Apple iPad owners have been challenged to ponder life without enough money to pay for a night in a bed, let alone to buy dandified laptop computers.
Homeless charity Depaul UK has released a game onto iTunes that gives players responsibility for a homeless person. It's intended to raise awareness and encourage users to donate money for homeless young people.
In a setup bizarrely reminiscent of children’s virtual tamagotchi pets, users must provide food, warmth and support for a virtual homeless person on their iDevice. A dashboard provides information on the young man's body temperature and calorie intake. Users are challenged to look after their virtual friend for three days. If they don't take good care, their iHobo will descend into hopeless, drug-addicted oblivion. It's what would have resulted if Ken Loach had been commissioned to produce Pokemon.
The game's promotional blurb says iHobos tug their iPad users' sleeves when the need help because they need shelter, food, money or emotional support because of the distress caused in homeless people by loneliness, drug use, crime and physical and mental abuse.
"A young homeless person lives on your iPhone for three days," says Depaul. "Take care of him, or his life could spiral out of control...your response could be the difference between him making it through in one piece, or becoming addicted to drugs."

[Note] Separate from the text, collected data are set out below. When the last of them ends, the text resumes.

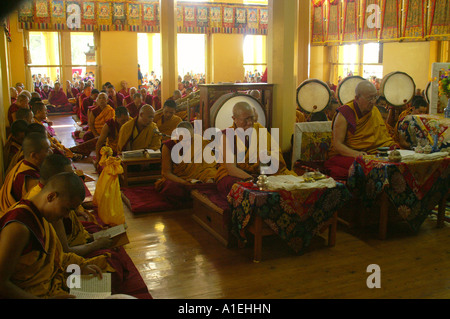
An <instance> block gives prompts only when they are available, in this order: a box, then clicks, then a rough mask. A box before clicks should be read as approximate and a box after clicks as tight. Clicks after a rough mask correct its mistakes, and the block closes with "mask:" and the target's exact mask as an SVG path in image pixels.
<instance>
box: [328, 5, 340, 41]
mask: <svg viewBox="0 0 450 319" xmlns="http://www.w3.org/2000/svg"><path fill="white" fill-rule="evenodd" d="M326 39H327V40H326V42H327V44H339V43H340V41H341V1H340V0H328V15H327V32H326Z"/></svg>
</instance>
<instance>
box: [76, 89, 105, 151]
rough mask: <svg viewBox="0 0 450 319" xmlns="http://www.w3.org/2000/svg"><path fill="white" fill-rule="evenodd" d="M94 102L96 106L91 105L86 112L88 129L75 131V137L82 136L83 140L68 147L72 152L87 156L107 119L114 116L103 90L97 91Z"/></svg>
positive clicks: (94, 143)
mask: <svg viewBox="0 0 450 319" xmlns="http://www.w3.org/2000/svg"><path fill="white" fill-rule="evenodd" d="M95 103H96V106H95V107H92V108H91V109H90V110H89V112H88V114H89V126H88V131H87V132H85V131H76V132H75V137H80V138H83V140H84V142H83V143H81V144H79V145H77V146H74V147H71V148H70V150H71V151H72V152H74V153H78V154H81V155H83V156H89V155H90V154H91V152H92V151H94V150H95V145H96V144H97V140H98V138H99V136H100V133H101V130H102V129H103V126H104V125H105V123H106V122H107V121H108V120H110V119H112V118H114V109H113V108H112V107H111V106H110V105H109V104H107V103H108V97H107V95H106V93H105V92H100V93H99V95H98V97H97V100H96V102H95Z"/></svg>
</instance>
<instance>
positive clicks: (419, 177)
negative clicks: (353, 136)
mask: <svg viewBox="0 0 450 319" xmlns="http://www.w3.org/2000/svg"><path fill="white" fill-rule="evenodd" d="M430 155H432V154H430ZM449 163H450V157H444V158H439V159H433V160H417V161H408V162H400V163H392V162H389V161H388V160H387V159H385V158H377V157H375V156H370V155H369V156H360V157H358V158H356V160H355V162H354V163H353V165H352V166H351V167H350V171H349V178H348V180H347V187H348V189H349V190H350V191H351V193H352V194H353V195H354V196H355V197H358V198H360V199H361V202H362V204H363V205H364V206H365V207H366V208H370V207H373V206H375V204H376V202H377V201H378V195H380V194H381V192H383V191H385V192H386V194H387V196H388V198H389V200H390V201H391V203H392V204H393V205H394V206H395V208H396V213H397V214H398V217H400V219H401V220H404V221H406V222H407V223H408V224H409V226H410V227H411V229H412V230H413V231H414V232H417V231H418V230H419V228H420V226H421V225H422V223H423V222H424V220H425V219H426V217H427V216H428V215H429V214H430V212H431V210H432V209H433V208H435V207H436V205H438V204H439V203H440V200H441V199H442V197H443V196H444V195H445V194H446V193H447V192H448V190H449V186H450V167H449Z"/></svg>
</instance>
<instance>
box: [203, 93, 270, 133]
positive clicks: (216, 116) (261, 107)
mask: <svg viewBox="0 0 450 319" xmlns="http://www.w3.org/2000/svg"><path fill="white" fill-rule="evenodd" d="M226 95H230V96H229V97H228V98H226V99H224V101H223V103H222V106H223V104H225V103H226V102H227V101H228V100H229V99H231V98H234V97H236V96H244V97H249V98H250V99H253V100H254V101H256V102H257V103H258V104H259V106H260V107H261V109H262V110H263V112H264V116H265V117H266V118H265V122H266V123H265V124H266V125H265V126H266V127H267V122H268V119H267V114H266V110H265V109H264V106H263V105H262V103H261V102H259V101H258V100H257V99H256V98H254V97H253V96H251V95H250V94H245V93H240V92H230V93H226V94H223V95H221V96H220V97H219V98H218V99H217V100H216V101H215V102H214V103H213V105H211V108H210V109H209V110H210V112H211V111H212V110H213V108H214V106H215V105H216V103H217V101H218V100H219V99H220V98H222V97H223V96H226ZM219 110H220V108H219V109H218V110H217V112H216V113H215V114H210V118H209V120H210V121H211V120H213V121H211V123H210V124H211V125H210V126H211V127H212V124H213V123H214V126H215V124H216V119H217V115H218V114H219ZM211 115H213V118H211Z"/></svg>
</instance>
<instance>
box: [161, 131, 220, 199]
mask: <svg viewBox="0 0 450 319" xmlns="http://www.w3.org/2000/svg"><path fill="white" fill-rule="evenodd" d="M169 143H170V142H169ZM175 143H178V141H176V142H175ZM202 143H203V144H202V156H203V150H204V148H205V146H206V145H208V144H209V143H210V141H207V140H204V139H202ZM195 155H196V153H195V144H194V141H192V144H191V160H190V163H184V162H181V163H179V164H177V163H173V162H172V173H173V174H174V175H176V176H178V177H180V178H182V179H184V180H185V181H188V182H189V181H191V180H193V179H194V180H195V179H196V180H199V181H201V182H202V183H206V182H207V181H208V180H210V179H212V180H214V178H215V176H216V174H217V169H216V163H215V162H213V163H211V164H209V163H207V162H205V161H203V162H202V163H194V158H195ZM202 158H203V157H202ZM163 160H164V159H163ZM165 181H166V178H165V177H164V176H163V177H162V178H161V179H159V180H157V181H156V182H155V189H156V190H158V191H159V190H160V189H161V188H162V184H163V183H164V182H165Z"/></svg>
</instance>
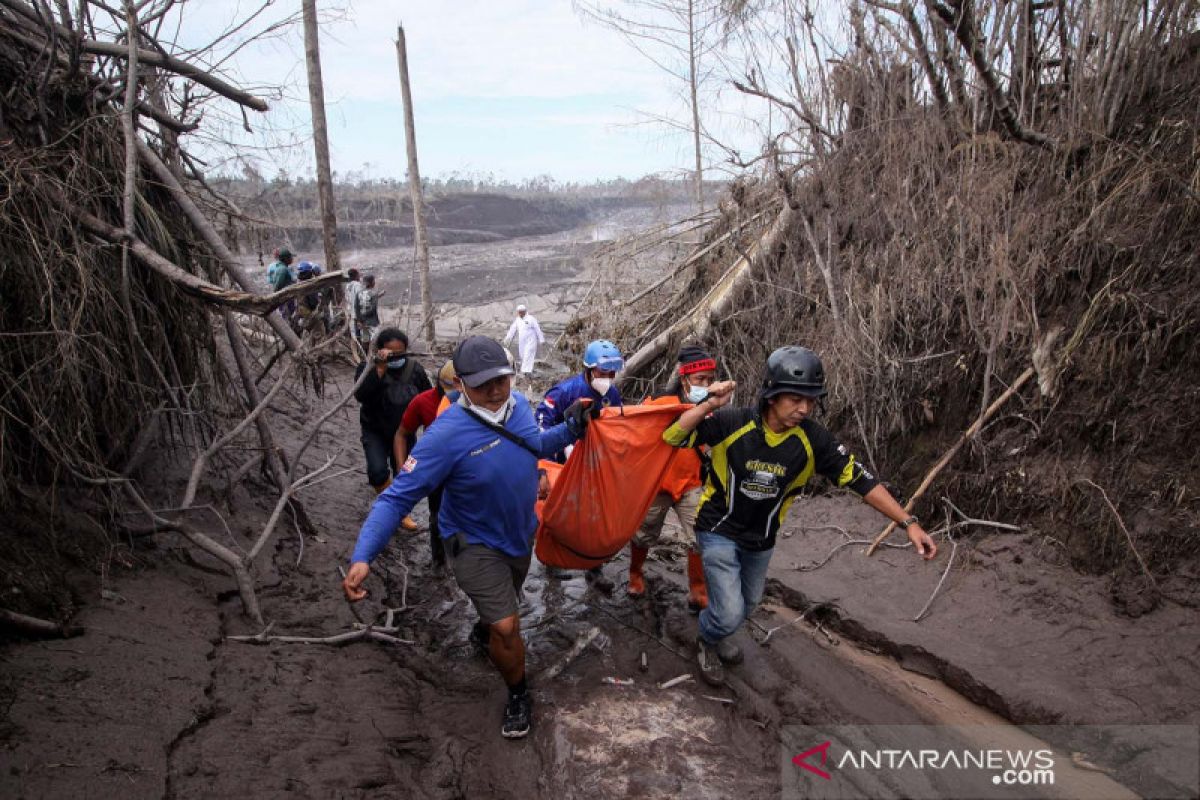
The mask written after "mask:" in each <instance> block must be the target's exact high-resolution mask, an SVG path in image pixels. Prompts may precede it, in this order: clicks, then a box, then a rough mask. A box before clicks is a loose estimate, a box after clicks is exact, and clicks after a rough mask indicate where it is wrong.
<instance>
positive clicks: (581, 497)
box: [534, 403, 691, 570]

The game, which is free, will deliver its dose of social realism to owners of Apple's stylised iPad netbook computer. The device will retail for between £429 and £699 when it is released in the UK on 28 May, plus up to £25 a month to connect it to the Internet for which it was made.

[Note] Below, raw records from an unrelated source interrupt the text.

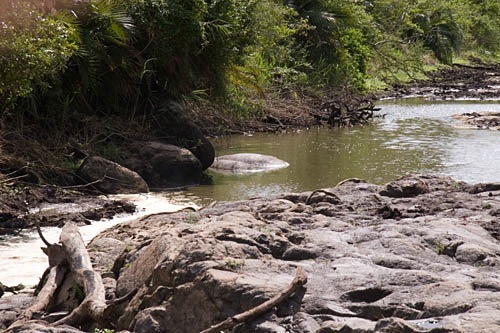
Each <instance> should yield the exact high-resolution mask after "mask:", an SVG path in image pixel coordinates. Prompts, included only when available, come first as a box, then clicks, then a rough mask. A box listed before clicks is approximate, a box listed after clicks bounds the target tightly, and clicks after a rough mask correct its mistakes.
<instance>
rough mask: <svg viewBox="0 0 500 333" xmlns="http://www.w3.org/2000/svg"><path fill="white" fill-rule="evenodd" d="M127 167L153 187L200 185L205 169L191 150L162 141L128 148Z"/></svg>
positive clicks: (125, 159)
mask: <svg viewBox="0 0 500 333" xmlns="http://www.w3.org/2000/svg"><path fill="white" fill-rule="evenodd" d="M128 149H129V156H128V157H127V158H126V159H125V161H124V162H123V165H125V166H126V167H128V168H130V169H132V170H134V171H136V172H137V173H138V174H139V175H141V176H142V177H143V178H144V179H145V180H146V182H147V183H148V185H149V186H150V187H151V188H157V189H165V188H176V187H184V186H189V185H197V184H199V183H200V182H201V179H202V171H203V167H202V164H201V162H200V161H199V160H198V159H197V158H196V156H194V155H193V153H191V152H190V151H189V150H188V149H185V148H180V147H177V146H174V145H170V144H166V143H161V142H152V141H151V142H137V143H133V144H132V145H130V146H129V147H128Z"/></svg>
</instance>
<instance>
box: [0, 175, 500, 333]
mask: <svg viewBox="0 0 500 333" xmlns="http://www.w3.org/2000/svg"><path fill="white" fill-rule="evenodd" d="M499 239H500V184H478V185H468V184H465V183H461V182H457V181H455V180H453V179H450V178H443V177H434V176H408V177H404V178H402V179H399V180H397V181H394V182H391V183H389V184H386V185H383V186H380V185H374V184H369V183H366V182H364V181H361V180H358V179H351V180H346V181H344V182H342V183H340V184H339V185H337V186H336V187H335V188H329V189H323V190H317V191H314V192H306V193H297V194H284V195H280V196H277V197H273V198H267V199H263V198H259V199H253V200H246V201H239V202H226V203H216V204H214V205H212V206H210V207H206V208H204V209H202V210H200V211H198V212H192V211H189V212H186V211H185V212H181V213H175V214H155V215H152V216H150V217H145V218H144V217H143V218H141V219H138V220H135V221H131V222H127V223H124V224H121V225H118V226H116V227H114V228H112V229H111V230H109V231H106V232H104V233H102V234H101V235H99V236H98V237H97V238H96V239H94V240H93V241H92V243H91V244H89V246H88V249H89V252H90V254H91V257H92V260H93V265H94V267H95V269H96V270H97V271H98V272H100V273H101V276H102V277H103V279H104V282H105V285H106V295H107V296H106V297H107V299H109V300H112V299H115V298H117V297H122V296H124V295H127V294H129V293H130V292H132V293H133V297H132V299H131V300H129V301H127V302H126V303H125V304H124V306H123V307H122V309H120V310H119V312H118V313H117V315H116V317H115V319H114V320H112V321H111V322H109V323H106V324H107V326H108V327H114V328H115V329H116V331H120V330H125V331H131V332H200V331H201V330H203V329H207V328H209V327H210V326H211V325H213V324H215V323H217V322H219V321H222V320H224V319H226V318H227V317H230V316H234V315H235V314H237V313H240V312H243V311H245V310H248V309H250V308H252V307H254V306H256V305H258V304H260V303H262V302H263V301H265V300H267V299H269V298H270V297H272V296H274V295H276V294H278V293H280V291H281V290H283V289H284V288H285V287H286V286H287V285H288V284H289V283H290V281H291V280H292V279H293V277H294V274H295V270H296V268H297V267H299V266H300V267H302V268H303V269H304V270H305V272H306V274H307V277H308V282H307V284H306V285H305V286H304V287H303V288H301V289H299V291H297V292H295V294H294V295H293V296H292V297H291V298H288V299H286V300H285V301H283V302H281V303H280V305H279V306H277V307H275V308H273V309H271V310H270V311H268V312H267V313H266V314H265V315H264V316H260V317H258V318H255V319H254V320H252V321H250V322H247V323H243V324H240V325H238V326H237V327H236V328H235V329H234V331H235V332H351V331H355V332H374V331H377V332H495V331H498V330H499V329H500V324H499V322H498V318H500V276H499V275H500V274H499V266H500V244H499ZM70 294H71V293H70ZM60 295H66V296H68V291H61V292H60ZM16 300H17V303H16ZM31 301H32V296H31V295H25V294H20V295H16V296H11V297H8V298H7V297H4V298H3V299H1V300H0V318H2V323H1V324H0V325H3V326H0V327H6V326H8V325H9V324H10V322H12V321H13V320H14V319H15V317H16V313H18V312H19V311H20V310H21V309H22V308H23V307H26V306H27V305H29V304H30V302H31ZM58 303H59V304H58ZM70 304H71V302H70V301H69V300H68V299H67V298H62V297H60V298H59V299H58V301H57V302H55V303H54V304H53V305H52V307H51V308H49V309H47V312H54V311H56V310H57V311H60V310H61V309H66V310H69V308H70ZM46 314H47V313H45V315H46ZM48 318H50V317H48ZM46 320H47V321H50V320H49V319H47V318H46ZM43 327H45V326H44V324H43V325H42V324H40V323H38V324H33V323H28V324H25V325H24V326H22V327H18V328H17V329H16V330H12V331H15V332H28V331H31V332H42V331H43V332H48V330H47V328H43ZM52 329H54V332H55V328H52ZM81 329H87V330H88V329H92V325H89V326H88V327H81ZM75 331H78V330H75Z"/></svg>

The iPad, which will typically cost more than the average person living in the UK earns in a week, is a device supremely suited to the lifestyles of microserfs swanning around the drive-in cafes and office lounges of Californian Silicon Valley.
Yet Apple has plans to sell the iPad at a higher price in the UK than the US. The iPad is priced between $499 (£337) and $829 (£561) in the US.
Apple has promoted the iPad as, "A magical and revolutionary product at an unbelievable price."
Similar might be said of the fortune amassed by Steve Jobs, Apple's head honcho. Jobs sits on a treasure hoard worth $5.5 billion, according to Forbes' list of Billionaires. Jobs has become 136th richest of the world's 6.9 billion people. He effectively possesses more than 75 cents for every person on the planet. More than a billion people earn close to that in a day.
Depaul is the largest homeless charity in the UK but its average donor is over 65 years old, according to a film promoting the game.
"They need to attract a new generation of young, affluent donors," it said.